For Catherine Racknagel, her favorite productions have been Clue, Fiddler on the Roof, and Into The Woods,” said Catherine. “For Clue, I student-directed. It was my first directing experience and I have so many special memories.” Some of those memories are bittersweet since it was the final show before Covid.
“In the spring of my junior year,” said Parr, “like most teens in quarantine, I was not thriving mentally. Because of this, I chose not to do the spring musical and wrote an email to my director explaining I didn’t have the courage I once did to commit to choices and be a good actor. [But] my director recognized that I needed the theater more than ever, that theatre was exactly the healing community I needed to create an outlet and reignite my passion. She brought me into production as an assistant choreographer, and eventually gave me a role when a fellow cast member was sick.”
Into The Woods was the first in-person show, post-Covid, remembered Catherine. “We put a new twist on things – our costumes and set were ‘steampunk.’” Woods, she said, “was the final show for a lot of my friends who were graduating. So getting to do something on stage with them one last time, especially with a show as important as Into The Woods, was really special.”

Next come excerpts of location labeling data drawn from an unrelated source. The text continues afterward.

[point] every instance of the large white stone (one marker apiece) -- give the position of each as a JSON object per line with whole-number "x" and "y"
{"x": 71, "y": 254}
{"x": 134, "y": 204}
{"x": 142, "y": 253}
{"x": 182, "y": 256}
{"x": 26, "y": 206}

Not only does the program offers students a glimpse into what it means to have a stage career, but it also gives them much-needed opportunities to advance, “We try to expose each class to a full slate of shows during their high school career – classic and new musicals, comedies, dramas, one-acts, etc.,” said Cleaveland. For success stories, he points out the students who pursue careers in theatre tech – and the millions of dollars in college scholarship offers. Confirmed Bogrette, “Seniors collectively earned over two million dollars in scholarship offers for theatre this year.”
The Ludus Advantage
Bogrette chose Ludus for its transparency and versatility. “Ludus was very transparent about their fees and they don’t charge fees for tickets unless I am charging fees for tickets. Zack and Kevin came up with many solutions to our problems such as figuring out a way to utilize Ludus for a parent silent auction fundraiser. Ludus also has the donation button and I feel like several patrons have utilized that —and they don’t necessarily have a student in the program.”
“I truly stand in awe in what our performers and tech students achieve with each show,” said Catherine’s mother, Nancy. “Our directors are the dream team; creative, patient, and caring in their roles as theatre and music educators. So many parents have stepped up to support financially, with donations of goods/services, and other volunteer duties. There is outstanding support from alumni and community members who come back to see shows (and buy tickets). It takes a village to make BHHS Theatre successful, and that is what we have.”